De kloof tussen arm en rijk manifesteert zich niet alleen bij het vervullen van primaire behoeften, maar ook op alle terreinen van participatie in de samenleving. Denk aan zorg, sport, kunst en cultuur, onderwijs, recreatie, sociale contacten. Verschillende groepen hebben daardoor hun eigen bubbel met eigen denkbeelden en informatiekanalen. Het onbegrip tussen de groepen neemt toe. Er treedt polarisatie op van meningen op basis van geruchten en emoties. Dit kan een voedingsbodem zijn voor geweld en normoverschrijdend gedrag zowel van de 'haves' als de 'havenots'. Als daarop anarchisme dreigt, wordt de roep om en de acceptatie van sterke autoritaire leiders groot. Dit proces is thans ín vele landen in volle gang.

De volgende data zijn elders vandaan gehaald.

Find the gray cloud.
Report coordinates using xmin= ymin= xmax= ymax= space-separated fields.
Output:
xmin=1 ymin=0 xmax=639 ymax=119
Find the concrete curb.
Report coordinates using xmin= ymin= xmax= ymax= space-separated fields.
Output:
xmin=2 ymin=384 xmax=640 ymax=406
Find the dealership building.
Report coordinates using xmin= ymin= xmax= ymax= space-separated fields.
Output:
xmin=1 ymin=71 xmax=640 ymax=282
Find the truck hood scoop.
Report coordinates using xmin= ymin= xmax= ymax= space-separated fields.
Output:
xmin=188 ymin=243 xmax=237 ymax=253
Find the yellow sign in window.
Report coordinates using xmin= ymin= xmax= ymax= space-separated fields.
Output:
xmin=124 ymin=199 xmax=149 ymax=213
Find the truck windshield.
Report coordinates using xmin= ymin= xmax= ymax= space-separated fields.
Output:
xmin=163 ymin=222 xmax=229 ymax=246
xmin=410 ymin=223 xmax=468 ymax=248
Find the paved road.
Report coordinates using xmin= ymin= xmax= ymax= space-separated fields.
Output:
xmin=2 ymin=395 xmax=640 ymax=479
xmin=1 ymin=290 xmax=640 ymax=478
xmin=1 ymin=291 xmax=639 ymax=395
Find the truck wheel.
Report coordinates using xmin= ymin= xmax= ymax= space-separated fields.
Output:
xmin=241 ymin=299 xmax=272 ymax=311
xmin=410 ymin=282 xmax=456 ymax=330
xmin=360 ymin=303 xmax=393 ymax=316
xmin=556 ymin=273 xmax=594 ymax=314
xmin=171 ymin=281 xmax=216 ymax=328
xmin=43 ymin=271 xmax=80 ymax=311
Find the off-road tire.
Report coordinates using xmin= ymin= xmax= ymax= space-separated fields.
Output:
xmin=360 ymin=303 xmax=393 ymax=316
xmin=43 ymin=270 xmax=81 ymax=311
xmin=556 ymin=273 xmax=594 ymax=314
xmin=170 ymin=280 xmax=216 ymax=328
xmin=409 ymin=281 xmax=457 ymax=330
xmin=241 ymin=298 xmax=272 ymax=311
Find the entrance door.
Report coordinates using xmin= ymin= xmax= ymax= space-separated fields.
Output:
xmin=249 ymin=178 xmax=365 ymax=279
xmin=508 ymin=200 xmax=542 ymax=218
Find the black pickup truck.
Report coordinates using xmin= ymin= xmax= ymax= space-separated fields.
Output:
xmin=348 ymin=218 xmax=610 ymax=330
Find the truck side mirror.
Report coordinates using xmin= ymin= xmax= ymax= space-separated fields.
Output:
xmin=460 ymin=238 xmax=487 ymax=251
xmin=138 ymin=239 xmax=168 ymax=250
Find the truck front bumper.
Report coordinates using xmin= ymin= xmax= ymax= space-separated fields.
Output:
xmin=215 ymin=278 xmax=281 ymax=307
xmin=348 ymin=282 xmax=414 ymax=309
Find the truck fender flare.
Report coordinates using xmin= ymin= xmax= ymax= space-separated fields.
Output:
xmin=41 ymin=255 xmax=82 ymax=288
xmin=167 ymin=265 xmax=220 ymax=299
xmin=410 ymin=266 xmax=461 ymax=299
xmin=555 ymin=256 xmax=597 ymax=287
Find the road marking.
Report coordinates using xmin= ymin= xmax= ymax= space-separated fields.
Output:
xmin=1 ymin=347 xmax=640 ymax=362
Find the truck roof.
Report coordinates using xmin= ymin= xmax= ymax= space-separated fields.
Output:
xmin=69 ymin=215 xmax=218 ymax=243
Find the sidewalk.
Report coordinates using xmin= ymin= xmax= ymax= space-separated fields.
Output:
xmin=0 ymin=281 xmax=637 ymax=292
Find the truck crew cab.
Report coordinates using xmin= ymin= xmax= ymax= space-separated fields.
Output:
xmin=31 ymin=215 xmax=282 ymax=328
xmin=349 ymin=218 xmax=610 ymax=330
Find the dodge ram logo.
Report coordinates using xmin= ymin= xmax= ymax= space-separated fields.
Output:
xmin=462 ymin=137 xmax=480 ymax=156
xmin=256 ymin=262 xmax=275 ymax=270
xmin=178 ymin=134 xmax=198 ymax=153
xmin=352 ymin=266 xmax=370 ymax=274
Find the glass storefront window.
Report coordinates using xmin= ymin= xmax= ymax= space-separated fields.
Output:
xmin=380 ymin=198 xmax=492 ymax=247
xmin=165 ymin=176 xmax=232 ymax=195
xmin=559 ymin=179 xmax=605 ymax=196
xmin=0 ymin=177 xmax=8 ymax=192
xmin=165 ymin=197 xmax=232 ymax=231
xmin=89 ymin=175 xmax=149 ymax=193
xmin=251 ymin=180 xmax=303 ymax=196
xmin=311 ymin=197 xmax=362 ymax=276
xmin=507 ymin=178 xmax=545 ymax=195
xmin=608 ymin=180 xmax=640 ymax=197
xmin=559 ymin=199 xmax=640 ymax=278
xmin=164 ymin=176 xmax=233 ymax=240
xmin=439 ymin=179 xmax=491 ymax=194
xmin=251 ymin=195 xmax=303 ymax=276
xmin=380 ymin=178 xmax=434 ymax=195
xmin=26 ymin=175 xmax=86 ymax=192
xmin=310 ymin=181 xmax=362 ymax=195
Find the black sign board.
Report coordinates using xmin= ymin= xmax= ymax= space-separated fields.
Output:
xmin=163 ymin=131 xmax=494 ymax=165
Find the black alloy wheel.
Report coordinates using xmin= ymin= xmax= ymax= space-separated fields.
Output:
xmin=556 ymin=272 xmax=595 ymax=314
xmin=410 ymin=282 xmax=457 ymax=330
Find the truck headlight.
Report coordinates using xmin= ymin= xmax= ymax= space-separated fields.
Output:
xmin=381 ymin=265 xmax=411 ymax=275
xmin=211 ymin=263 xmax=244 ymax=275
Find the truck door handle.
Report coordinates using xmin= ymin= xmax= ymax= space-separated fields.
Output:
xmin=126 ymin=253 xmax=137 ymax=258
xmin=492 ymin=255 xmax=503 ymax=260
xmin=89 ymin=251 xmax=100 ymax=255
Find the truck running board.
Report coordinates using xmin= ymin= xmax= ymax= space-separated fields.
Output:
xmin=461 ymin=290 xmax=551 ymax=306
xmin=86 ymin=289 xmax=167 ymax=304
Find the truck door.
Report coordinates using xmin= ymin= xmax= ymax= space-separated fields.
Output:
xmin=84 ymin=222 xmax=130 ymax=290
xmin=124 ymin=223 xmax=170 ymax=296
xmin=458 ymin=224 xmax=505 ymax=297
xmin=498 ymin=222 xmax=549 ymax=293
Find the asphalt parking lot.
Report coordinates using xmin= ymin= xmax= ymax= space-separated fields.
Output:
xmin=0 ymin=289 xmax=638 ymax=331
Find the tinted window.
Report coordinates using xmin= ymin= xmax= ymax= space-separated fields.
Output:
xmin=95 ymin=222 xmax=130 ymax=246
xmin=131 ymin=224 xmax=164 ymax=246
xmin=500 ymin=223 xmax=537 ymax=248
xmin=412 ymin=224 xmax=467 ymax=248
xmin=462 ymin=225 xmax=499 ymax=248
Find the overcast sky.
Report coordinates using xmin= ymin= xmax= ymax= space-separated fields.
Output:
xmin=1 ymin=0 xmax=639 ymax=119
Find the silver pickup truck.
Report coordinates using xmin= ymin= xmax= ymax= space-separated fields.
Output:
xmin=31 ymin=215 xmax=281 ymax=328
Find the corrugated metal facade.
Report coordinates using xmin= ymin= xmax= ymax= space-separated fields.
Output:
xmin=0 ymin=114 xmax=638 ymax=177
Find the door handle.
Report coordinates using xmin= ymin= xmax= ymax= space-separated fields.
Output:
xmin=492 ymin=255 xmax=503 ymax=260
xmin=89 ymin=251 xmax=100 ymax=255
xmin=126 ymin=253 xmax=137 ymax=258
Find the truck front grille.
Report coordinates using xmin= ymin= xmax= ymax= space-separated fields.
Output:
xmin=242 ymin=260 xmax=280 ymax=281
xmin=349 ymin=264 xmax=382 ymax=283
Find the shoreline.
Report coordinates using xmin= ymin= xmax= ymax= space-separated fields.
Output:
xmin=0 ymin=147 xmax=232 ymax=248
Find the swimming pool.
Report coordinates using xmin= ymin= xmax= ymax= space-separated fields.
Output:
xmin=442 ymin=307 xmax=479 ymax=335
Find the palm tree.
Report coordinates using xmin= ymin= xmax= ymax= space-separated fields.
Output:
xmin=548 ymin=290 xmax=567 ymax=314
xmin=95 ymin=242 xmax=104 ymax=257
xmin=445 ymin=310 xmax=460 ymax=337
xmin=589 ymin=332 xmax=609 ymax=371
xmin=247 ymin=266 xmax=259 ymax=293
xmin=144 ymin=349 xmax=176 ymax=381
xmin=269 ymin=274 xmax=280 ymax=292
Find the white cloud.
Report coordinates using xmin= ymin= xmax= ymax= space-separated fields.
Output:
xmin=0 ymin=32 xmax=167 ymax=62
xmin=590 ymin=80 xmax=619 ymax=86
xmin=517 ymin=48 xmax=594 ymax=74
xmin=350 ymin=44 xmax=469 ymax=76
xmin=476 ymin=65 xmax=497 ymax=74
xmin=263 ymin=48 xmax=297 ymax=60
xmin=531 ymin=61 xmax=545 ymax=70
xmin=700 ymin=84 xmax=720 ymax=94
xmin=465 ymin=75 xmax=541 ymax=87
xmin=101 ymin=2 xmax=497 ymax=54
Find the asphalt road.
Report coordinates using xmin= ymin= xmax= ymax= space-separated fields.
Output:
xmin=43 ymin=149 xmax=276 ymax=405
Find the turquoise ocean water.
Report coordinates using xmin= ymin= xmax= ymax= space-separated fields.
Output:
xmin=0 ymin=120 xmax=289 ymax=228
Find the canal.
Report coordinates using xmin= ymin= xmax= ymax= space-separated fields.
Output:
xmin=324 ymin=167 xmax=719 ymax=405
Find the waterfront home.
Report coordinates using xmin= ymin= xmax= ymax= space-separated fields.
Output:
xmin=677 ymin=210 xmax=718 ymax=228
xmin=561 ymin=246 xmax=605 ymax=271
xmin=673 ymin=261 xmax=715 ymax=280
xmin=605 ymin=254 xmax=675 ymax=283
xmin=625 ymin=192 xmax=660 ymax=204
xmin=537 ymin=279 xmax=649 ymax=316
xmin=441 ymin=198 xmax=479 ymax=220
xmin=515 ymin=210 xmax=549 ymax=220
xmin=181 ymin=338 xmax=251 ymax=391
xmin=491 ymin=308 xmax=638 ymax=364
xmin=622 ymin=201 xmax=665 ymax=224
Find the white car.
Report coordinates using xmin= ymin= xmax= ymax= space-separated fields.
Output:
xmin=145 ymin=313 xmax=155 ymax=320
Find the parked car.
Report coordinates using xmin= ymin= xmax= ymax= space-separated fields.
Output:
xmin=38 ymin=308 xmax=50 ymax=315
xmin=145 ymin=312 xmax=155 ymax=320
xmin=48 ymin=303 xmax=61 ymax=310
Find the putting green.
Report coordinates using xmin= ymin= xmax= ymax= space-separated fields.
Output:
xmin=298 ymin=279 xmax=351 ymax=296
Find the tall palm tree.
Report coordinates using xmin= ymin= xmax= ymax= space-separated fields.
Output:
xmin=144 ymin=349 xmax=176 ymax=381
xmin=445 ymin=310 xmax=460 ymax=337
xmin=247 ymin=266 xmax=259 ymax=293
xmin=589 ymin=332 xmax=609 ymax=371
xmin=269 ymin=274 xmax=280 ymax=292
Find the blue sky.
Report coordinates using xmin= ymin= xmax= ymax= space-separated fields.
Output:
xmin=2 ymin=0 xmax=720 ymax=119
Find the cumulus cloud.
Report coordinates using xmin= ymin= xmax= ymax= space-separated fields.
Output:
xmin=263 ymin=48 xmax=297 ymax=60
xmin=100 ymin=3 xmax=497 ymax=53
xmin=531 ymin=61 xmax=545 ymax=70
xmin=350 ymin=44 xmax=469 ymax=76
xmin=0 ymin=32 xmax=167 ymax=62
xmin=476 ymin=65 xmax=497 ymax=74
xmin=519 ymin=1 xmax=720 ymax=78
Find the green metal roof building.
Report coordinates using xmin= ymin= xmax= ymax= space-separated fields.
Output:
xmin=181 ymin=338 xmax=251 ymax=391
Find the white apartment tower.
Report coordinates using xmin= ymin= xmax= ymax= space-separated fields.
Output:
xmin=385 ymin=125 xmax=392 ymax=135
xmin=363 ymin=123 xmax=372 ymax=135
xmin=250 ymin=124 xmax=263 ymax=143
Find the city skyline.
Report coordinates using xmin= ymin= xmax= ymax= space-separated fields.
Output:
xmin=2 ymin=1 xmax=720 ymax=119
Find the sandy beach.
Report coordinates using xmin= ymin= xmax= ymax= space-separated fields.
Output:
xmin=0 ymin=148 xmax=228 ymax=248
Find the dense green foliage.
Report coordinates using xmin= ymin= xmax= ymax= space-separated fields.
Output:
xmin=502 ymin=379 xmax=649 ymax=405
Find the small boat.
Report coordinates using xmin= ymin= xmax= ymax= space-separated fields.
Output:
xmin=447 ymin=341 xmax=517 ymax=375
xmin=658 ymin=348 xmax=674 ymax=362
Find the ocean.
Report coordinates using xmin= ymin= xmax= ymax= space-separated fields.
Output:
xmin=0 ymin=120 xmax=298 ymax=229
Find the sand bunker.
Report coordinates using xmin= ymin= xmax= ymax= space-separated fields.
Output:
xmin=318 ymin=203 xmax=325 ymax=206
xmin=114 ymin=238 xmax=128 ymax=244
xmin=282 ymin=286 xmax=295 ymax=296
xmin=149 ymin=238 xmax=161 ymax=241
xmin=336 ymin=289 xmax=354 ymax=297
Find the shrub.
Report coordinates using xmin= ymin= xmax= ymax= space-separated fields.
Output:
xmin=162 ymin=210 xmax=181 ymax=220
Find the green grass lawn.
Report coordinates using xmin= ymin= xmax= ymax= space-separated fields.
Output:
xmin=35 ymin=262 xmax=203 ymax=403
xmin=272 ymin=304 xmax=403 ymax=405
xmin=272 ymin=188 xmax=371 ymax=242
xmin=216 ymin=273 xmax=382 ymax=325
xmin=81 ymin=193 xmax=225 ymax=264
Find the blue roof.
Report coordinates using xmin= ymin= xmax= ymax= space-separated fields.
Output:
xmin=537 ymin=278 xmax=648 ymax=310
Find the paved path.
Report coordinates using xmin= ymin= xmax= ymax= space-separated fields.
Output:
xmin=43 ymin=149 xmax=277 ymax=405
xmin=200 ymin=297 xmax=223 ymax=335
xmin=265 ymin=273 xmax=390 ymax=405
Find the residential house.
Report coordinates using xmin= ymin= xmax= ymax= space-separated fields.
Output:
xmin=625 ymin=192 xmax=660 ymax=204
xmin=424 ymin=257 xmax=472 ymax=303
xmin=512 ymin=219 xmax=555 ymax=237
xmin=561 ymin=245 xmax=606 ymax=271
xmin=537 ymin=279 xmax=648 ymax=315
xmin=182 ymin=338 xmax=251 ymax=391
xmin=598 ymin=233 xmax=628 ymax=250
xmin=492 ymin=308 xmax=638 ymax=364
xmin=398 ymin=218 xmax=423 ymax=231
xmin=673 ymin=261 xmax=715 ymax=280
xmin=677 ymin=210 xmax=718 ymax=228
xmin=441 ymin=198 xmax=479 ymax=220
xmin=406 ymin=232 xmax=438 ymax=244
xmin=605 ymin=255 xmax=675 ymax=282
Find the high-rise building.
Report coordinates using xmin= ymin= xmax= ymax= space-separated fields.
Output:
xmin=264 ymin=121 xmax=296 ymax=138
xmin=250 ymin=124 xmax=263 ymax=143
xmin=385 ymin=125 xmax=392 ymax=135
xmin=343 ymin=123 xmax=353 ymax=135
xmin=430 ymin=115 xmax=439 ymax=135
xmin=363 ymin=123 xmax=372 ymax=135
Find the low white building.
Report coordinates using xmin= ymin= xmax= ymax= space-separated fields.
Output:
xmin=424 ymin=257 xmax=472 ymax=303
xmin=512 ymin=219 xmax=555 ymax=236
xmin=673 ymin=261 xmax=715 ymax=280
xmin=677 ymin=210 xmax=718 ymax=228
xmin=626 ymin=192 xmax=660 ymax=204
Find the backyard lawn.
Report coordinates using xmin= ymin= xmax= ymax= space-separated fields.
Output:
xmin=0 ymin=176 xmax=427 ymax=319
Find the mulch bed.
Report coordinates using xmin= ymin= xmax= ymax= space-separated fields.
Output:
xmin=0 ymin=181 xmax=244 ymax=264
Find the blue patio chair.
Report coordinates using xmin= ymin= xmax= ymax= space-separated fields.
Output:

In de voormalige communistische staten komt daarbij nog het gegeven dat er van oudsher maar weinig zelfregulatie bestond. De omwenteling naar eigen verantwoordelijkheid heeft diep ingegrepen in bestaande sociale structuren en tot grote onzekerheid en ontheemding geleid. Bij veel mensen is na een eerste euforie van beleving van vrijheid het verlangen naar de oude structuren weer opgelaaid, want van vrijheid zonder brood kun je niet leven. Er ontstond hier een machtsvacuüm dat ruimte bood aan dictatoriale leiders zoals Orbán, Loekasjenko of Poetin. In plaats van een wereld van democratie en solidariteit is er in veel oude communistische landen in de ontstane leegte een wereld van pakken wat je pakken kan geschapen.
Zowel in de Westerse als in de Oosterse wereld is er hetzelfde effect van de ontwikkelingen. Het marktgeleide neoliberalisme van het Westen en de huidige dictatuur van het Oosten hebben beide geleid tot marginalisatie van hen die niet mee kunnen of mee willen doen. In plaats van een waardegeoriënteerde wereld is er op veel plaatsen een machtsgeoriënteerde wereld gekomen.
In deze woestenij zijn de uitgangspunten van het socialisme met een menselijk gezicht het noodzakelijke alternatief. Gegarandeerde vervulling van primaire levensbehoeften voor iedereen en toegang tot maatschappelijke en culturele voorzieningen voor iedereen. Stimuleren van persoonlijke ontwikkeling, zorg voor elkaar en voor onze omgeving. Het lijken oude idealen, maar ze zijn in deze wereld harder nodig dan ooit. Als dat het karakteristieke beeld is van de rode mens, dan moeten we die weer op een voetstuk plaatsen.